Répondre à l’élargissement des critères musicaux
Les musiques du XXe siècle, en s’emparant des techniques électroacoustiques ont donné naissance à un nouvel instrumentarium : les prototypes comme le Telharmonium (1906), le Theremin (1917), les Ondes Martenot (1928), le Trautonium (1929) conduisent inévitablement à de nouvelles sonorités et par conséquent au besoin de nouvelle(s) écriture(s) qui représenteront les nouveaux timbres, les nouvelles techniques de composition et de jeu musical. En plus de chercher à produire une multitude de sons inouïs, au-delà des notes de la gamme occidentale, ces premiers instruments — ainsi que leur descendance (des premiers synthétiseurs analogiques aux boîtes à effets puis aux logiciels et synthétiseurs numériques) — offrent, par leur puissance d’émission et leur technologie, des sons aux nuances d’intensité et de dynamique quasi infinies pouvant atteindre des niveaux de décibels très élevés; niveaux qui sont impossibles à produire par des interprètes se servant d’un instrumentarium classique. Les glissandi très longs et réguliers deviennent simples à obtenir, offrant un continuum de hauteurs, en plus de la gamme discrète qui caractérise beaucoup d’instruments traditionnels occidentaux.

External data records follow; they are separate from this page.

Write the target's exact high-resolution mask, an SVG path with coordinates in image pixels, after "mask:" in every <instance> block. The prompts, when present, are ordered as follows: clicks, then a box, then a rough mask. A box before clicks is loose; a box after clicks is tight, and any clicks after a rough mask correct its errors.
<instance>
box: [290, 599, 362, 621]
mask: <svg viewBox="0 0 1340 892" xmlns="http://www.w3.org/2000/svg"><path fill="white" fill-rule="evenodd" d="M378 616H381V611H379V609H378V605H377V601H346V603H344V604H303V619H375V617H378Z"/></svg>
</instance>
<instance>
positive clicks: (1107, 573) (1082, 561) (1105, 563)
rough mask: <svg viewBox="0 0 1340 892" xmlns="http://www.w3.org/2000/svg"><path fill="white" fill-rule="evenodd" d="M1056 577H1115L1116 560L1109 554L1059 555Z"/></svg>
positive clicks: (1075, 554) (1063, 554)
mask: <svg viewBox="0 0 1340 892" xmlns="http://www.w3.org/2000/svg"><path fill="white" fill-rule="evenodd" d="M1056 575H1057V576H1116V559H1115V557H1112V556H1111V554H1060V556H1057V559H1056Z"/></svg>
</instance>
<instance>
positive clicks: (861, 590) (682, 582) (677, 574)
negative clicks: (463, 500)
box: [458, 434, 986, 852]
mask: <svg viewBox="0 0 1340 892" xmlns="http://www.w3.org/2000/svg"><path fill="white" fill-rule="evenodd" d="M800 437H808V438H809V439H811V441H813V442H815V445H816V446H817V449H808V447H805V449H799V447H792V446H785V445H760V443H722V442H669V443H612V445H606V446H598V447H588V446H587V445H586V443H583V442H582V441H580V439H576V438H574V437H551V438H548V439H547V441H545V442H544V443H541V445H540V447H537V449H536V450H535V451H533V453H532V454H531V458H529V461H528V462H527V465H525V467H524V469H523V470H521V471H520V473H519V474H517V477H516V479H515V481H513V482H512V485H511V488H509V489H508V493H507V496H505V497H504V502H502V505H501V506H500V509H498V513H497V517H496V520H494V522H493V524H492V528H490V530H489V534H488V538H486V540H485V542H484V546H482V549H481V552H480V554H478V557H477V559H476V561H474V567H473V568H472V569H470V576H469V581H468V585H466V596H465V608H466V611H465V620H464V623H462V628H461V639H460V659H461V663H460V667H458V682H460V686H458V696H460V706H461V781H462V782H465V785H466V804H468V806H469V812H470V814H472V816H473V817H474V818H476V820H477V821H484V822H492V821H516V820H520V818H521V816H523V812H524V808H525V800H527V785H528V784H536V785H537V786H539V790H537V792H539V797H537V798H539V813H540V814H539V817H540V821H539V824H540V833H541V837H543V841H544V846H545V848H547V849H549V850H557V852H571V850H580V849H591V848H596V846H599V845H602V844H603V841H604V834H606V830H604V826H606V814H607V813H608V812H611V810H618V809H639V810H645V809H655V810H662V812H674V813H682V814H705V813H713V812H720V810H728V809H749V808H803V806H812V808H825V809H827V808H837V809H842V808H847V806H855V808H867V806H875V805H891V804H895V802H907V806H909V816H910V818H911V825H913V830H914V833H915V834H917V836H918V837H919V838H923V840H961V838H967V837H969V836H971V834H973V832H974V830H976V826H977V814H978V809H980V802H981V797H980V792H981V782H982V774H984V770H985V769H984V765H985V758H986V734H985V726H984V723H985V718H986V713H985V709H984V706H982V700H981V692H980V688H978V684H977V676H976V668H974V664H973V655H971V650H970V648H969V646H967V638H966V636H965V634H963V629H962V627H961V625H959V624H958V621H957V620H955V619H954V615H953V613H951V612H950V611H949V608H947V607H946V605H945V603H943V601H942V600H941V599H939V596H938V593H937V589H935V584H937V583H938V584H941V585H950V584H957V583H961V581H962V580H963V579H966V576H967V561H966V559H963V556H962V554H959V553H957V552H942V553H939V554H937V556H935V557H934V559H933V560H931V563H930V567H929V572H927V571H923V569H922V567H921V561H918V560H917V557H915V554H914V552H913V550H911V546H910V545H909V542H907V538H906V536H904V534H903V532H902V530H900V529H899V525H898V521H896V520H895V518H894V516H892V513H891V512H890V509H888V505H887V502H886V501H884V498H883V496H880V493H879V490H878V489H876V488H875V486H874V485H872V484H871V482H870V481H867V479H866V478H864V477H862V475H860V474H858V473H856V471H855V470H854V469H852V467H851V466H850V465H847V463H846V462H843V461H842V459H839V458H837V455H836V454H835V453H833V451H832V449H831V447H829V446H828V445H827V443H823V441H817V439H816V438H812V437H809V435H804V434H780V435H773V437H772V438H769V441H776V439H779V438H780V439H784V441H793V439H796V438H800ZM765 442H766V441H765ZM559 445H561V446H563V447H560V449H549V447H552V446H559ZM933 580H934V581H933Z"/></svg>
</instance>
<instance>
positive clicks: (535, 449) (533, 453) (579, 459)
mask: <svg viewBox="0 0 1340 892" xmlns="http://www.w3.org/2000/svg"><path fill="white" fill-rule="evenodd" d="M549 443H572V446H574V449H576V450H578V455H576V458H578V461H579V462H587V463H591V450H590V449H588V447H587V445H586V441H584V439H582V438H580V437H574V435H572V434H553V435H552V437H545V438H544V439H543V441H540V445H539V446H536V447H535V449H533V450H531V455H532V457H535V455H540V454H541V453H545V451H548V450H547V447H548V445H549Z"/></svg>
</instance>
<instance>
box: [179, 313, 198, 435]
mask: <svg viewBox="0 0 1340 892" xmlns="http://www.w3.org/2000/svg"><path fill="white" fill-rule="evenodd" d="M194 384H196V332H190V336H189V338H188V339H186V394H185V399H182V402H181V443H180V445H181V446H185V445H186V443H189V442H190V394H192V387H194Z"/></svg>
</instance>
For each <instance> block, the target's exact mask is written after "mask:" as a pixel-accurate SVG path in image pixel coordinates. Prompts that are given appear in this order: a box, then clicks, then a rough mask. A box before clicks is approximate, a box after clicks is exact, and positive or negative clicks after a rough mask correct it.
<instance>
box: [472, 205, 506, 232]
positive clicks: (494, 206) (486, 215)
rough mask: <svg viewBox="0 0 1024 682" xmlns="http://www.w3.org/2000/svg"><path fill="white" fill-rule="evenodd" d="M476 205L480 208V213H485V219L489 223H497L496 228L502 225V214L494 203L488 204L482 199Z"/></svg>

L’enregistrement du son sur un support quant à lui permet de transformer tout type de son en objet musical parfois de la taille d’un échantillon. Les variations de couleurs sonores, les timbres, les textures sont aussi infinis. La réécoute à satiété de tous ces sons fixés, l’écoute au ralenti ou en accéléré permettent à l’oreille d’affiner sa perception et augmentent d’autant l’exigence de précision de la description.
Les premières transcriptions des musiques électroacoustiques n’ont pas répondu à un besoin musical, mais à un besoin juridique.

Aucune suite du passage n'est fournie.